Hallo, Ich möchte drei LEDs in Reihe am Ausgang des LDD-300L von Meanwell betreiben (Datenblatt: http://www.meanwell.com/search/LDD-L/LDD-L-spec.pdf). Was micht jetzt interessiert ist die Zeit, die die KSQ benötigt, um bei Überbrückung einer oder zwei der drei LEDs dafür zu sorgen, dass der Strom wieder beim Sollwert liegt und wie groß die Stromspitze ist. Die Schaltfrequenz ist mit 40kHz-100kHz angegeben. Im ungünstigsten Fall liegt die Zeit, bis das Netzteil reagiert also bei mindestens 25µs. Für mindestens diese Zeit liegt an der verbleibenden LED also die 3-fache Spannung und der Stromfluss wächst zumindest kurzzeitig auf ein vielfaches des Sollwertes. Natürlich wird die in der KSQ gespeicherte Ladung währenddessen abgebaut und das Maximum bei "echter" 3-facher Spannung wird nicht erreicht. Kann die LED trotzdem schaden nehmen? Lt. Datenblatt der LEDs, die verwendet werden sollen, liegt die max. zulässige Strom Ifp bei 1A, falls die Puls-Länge <10ms und der duty cycle < 10% ist. Ich bin für jede Hilfe dankbar :)

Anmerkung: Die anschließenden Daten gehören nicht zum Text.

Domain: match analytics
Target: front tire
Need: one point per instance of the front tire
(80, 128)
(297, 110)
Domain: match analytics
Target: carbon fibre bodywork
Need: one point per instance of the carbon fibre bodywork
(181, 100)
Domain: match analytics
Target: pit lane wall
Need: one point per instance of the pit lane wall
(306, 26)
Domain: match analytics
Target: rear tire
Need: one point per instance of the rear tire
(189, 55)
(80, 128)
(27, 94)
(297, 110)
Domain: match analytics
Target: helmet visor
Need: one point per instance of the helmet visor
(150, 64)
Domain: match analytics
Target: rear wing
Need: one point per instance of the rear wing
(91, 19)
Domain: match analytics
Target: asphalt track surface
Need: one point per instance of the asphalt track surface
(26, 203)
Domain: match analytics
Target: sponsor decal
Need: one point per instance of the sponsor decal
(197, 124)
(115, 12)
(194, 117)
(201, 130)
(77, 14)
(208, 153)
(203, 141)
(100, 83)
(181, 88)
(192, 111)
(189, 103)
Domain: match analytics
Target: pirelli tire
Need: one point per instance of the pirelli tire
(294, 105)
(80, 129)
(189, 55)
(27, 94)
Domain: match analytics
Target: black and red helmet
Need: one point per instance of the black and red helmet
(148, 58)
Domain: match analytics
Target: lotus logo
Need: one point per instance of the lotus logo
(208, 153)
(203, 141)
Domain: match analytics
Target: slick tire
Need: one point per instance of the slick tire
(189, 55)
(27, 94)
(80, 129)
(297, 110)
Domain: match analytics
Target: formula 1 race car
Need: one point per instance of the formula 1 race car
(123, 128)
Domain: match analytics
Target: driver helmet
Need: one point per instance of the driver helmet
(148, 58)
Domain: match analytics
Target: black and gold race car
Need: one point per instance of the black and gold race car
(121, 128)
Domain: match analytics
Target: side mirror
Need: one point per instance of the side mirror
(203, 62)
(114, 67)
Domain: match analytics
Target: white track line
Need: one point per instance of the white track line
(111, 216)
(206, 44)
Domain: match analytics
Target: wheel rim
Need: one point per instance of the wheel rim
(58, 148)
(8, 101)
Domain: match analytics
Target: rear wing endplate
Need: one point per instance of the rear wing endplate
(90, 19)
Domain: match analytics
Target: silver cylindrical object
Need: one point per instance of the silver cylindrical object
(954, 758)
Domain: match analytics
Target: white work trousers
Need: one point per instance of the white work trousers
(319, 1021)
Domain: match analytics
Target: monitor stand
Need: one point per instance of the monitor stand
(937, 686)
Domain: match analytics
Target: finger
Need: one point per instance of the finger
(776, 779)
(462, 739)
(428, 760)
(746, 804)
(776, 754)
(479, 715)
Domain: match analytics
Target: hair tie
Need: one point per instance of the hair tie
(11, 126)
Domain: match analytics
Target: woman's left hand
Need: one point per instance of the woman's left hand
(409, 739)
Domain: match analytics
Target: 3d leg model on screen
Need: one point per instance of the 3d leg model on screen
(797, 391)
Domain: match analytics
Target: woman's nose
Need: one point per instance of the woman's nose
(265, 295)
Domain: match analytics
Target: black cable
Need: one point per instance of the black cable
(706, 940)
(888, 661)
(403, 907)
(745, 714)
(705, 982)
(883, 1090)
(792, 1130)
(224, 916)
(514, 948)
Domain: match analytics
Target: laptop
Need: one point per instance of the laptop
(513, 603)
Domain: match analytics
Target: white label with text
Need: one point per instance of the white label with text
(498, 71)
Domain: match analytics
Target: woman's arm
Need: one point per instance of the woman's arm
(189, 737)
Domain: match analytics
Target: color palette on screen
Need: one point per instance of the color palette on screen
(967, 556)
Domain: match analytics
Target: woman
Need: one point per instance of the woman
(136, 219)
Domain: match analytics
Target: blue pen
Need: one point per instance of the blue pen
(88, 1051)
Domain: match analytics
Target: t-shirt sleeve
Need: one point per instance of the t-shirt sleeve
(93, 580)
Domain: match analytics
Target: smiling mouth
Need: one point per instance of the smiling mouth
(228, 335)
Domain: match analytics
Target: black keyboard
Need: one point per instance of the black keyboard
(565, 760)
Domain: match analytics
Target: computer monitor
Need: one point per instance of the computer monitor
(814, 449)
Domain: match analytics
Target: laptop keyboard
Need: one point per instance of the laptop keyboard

Kei Ner schrieb: > Die Schaltfrequenz ist mit 40kHz-100kHz angegeben. Im ungünstigsten Fall > liegt die Zeit, bis das Netzteil reagiert also bei mindestens 25µs. Nö, es sind 40kHz...1MHz. Es scheint so, als ob die Schaltung den Strom mittels Frequenzänderung auf konstante Stromwelligkeit nachregelt. Vermutlich schaut sich ein Komparator mit Hysterese (-> Stromwelligkeit) den Strom an (Spannungsabfall über Shunt) und betätigt an den Schaltschwellen jeweils den Schalter. Also einfach ein Schalter mit variabler Frequenz und Drossel (und Freilaufdiode) in Reihe zur Last. Für den Überstrom beim (Teil-) Kurzschließen der Last heißt das, dass der Strom ab dem Schaltmoment wegen der höheren Spannung an der Drossel steiler ansteigt, aber an der oberen Schaltschwelle ganz normal vom Komparator erkannt wird, der daraufhin abschaltet und nun mit anderer Frequenz weiterläuft. Eine echte Überstromspitze sollte es nicht geben, wenn keine Ausgangskapazität an den LEDs hängt (Wicklungskapazität der Drossel mal vernachlässigt).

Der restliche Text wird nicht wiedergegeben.